FAQ sur la communication post-cyberattaque

Est-il indiqué de communiquer la transaction avec les cybercriminels ?

La doctrine éthico-légale s'impose : sur le territoire français, s'acquitter d'une rançon reste très contre-indiqué par les pouvoirs publics et expose à des conséquences légales. Dans l'hypothèse d'un paiement, l'honnêteté finit invariablement par devenir nécessaire les divulgations à venir découvrent la vérité). Notre approche : bannir l'omission, aborder les faits sur le cadre ayant abouti à ce choix.

Quelle durée se prolonge une cyberattaque sur le plan médiatique ?

La phase aigüe s'étend habituellement sur une à deux semaines, avec un sommet aux deux-trois premiers jours. Néanmoins le dossier peut connaître des rebondissements à chaque révélation (fuites secondaires, procédures judiciaires, amendes administratives, publications de résultats) durant un an et demi à deux ans.

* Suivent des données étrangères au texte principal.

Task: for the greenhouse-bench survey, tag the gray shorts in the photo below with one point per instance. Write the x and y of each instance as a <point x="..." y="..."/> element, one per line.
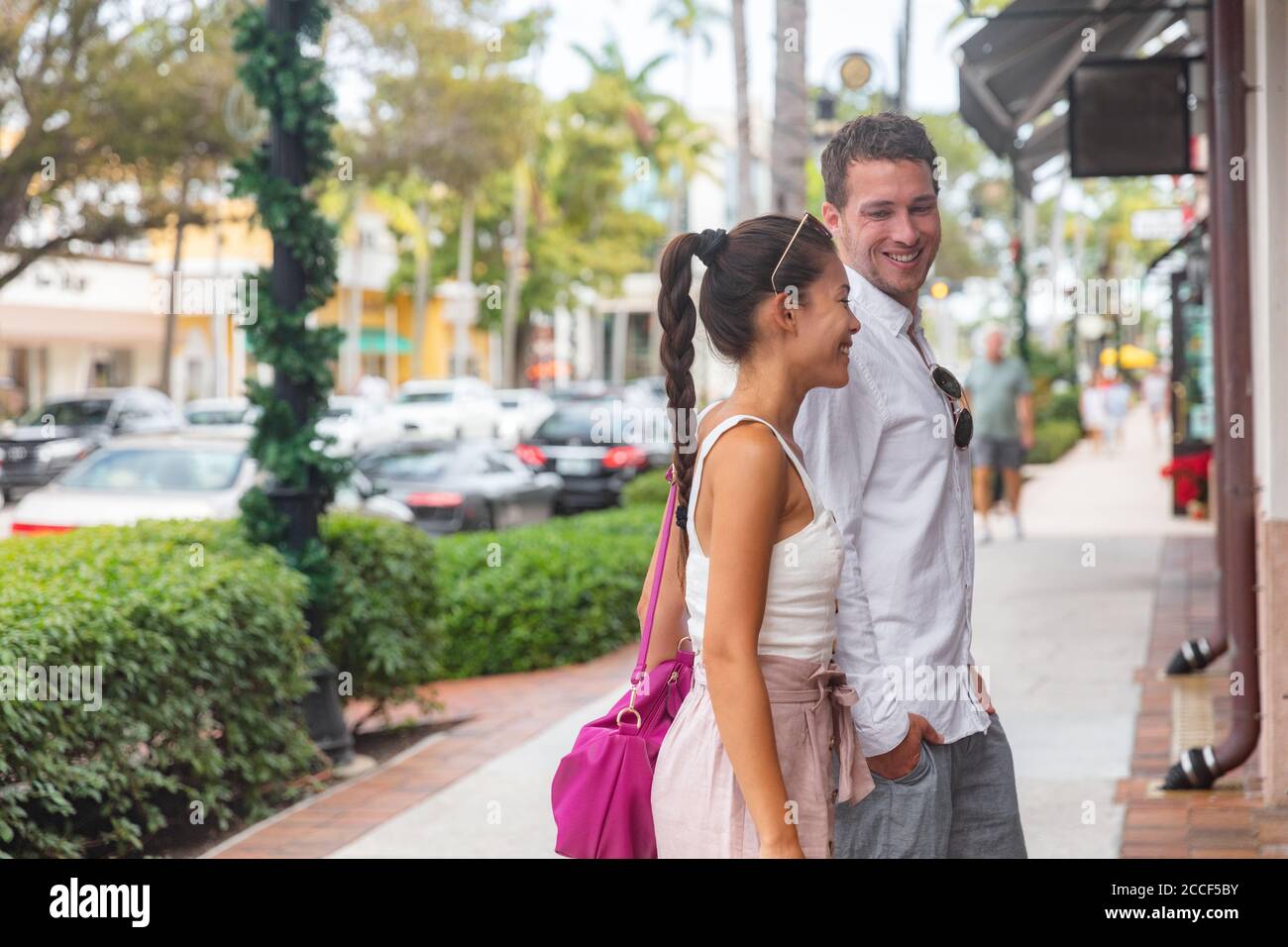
<point x="958" y="801"/>
<point x="997" y="453"/>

Convient-il d'élaborer une stratégie de communication cyber en amont d'une attaque ?

Oui sans réserve. Cela constitue la condition essentielle d'une réponse efficace. Notre dispositif «Préparation Crise Cyber» inclut : évaluation des risques de communication, protocoles par catégorie d'incident (exfiltration), holding statements ajustables, préparation médias des spokespersons sur simulations cyber, simulations réalistes, veille continue garantie en cas d'incident.

Comment gérer les divulgations sur le dark web ?

La surveillance underground s'avère indispensable durant et après un incident cyber. Notre dispositif de veille cybermenace track continuellement les dataleak sites, forums spécialisés, chaînes Telegram. Cela offre la possibilité de de préparer chaque nouvelle vague de communication.

Le DPO doit-il intervenir à la presse ?

Le DPO est exceptionnellement le bon porte-parole pour le grand public (rôle juridique, pas une fonction médiatique). Il s'avère néanmoins crucial à titre d'expert au sein de la cellule, en charge de la coordination du reporting CNIL, garant juridique des messages.

Conclusion : convertir la cyberattaque en opportunité réputationnelle

Une cyberattaque n'est en aucun cas une bonne nouvelle. Néanmoins, professionnellement encadrée au plan médiatique, elle a la capacité de se convertir en preuve de gouvernance saine, d'honnêteté, de considération pour les publics. Les entreprises qui s'extraient grandies d'une crise cyber s'avèrent celles ayant anticipé leur communication en amont de l'attaque, qui ont assumé l'ouverture dès J+0, et qui sont parvenues à transformé le choc en booster de modernisation technologique et organisationnelle.

Chez LaFrenchCom, nous conseillons les directions avant, au cours de et à l'issue de leurs compromissions à travers une approche alliant maîtrise des médias, compréhension fine des problématiques cyber, et 15 ans de retours d'expérience.

Notre permanence de crise 01 79 75 70 05 est disponible 24/7, 7 jours sur 7. LaFrenchCom : une décennie et demie d'expérience, 840 entreprises accompagnées, près de 3 000 missions orchestrées, 29 consultants seniors. Parce que face au cyber comme en toute circonstance, il ne s'agit pas de la crise qui révèle votre direction, mais la façon dont vous la pilotez.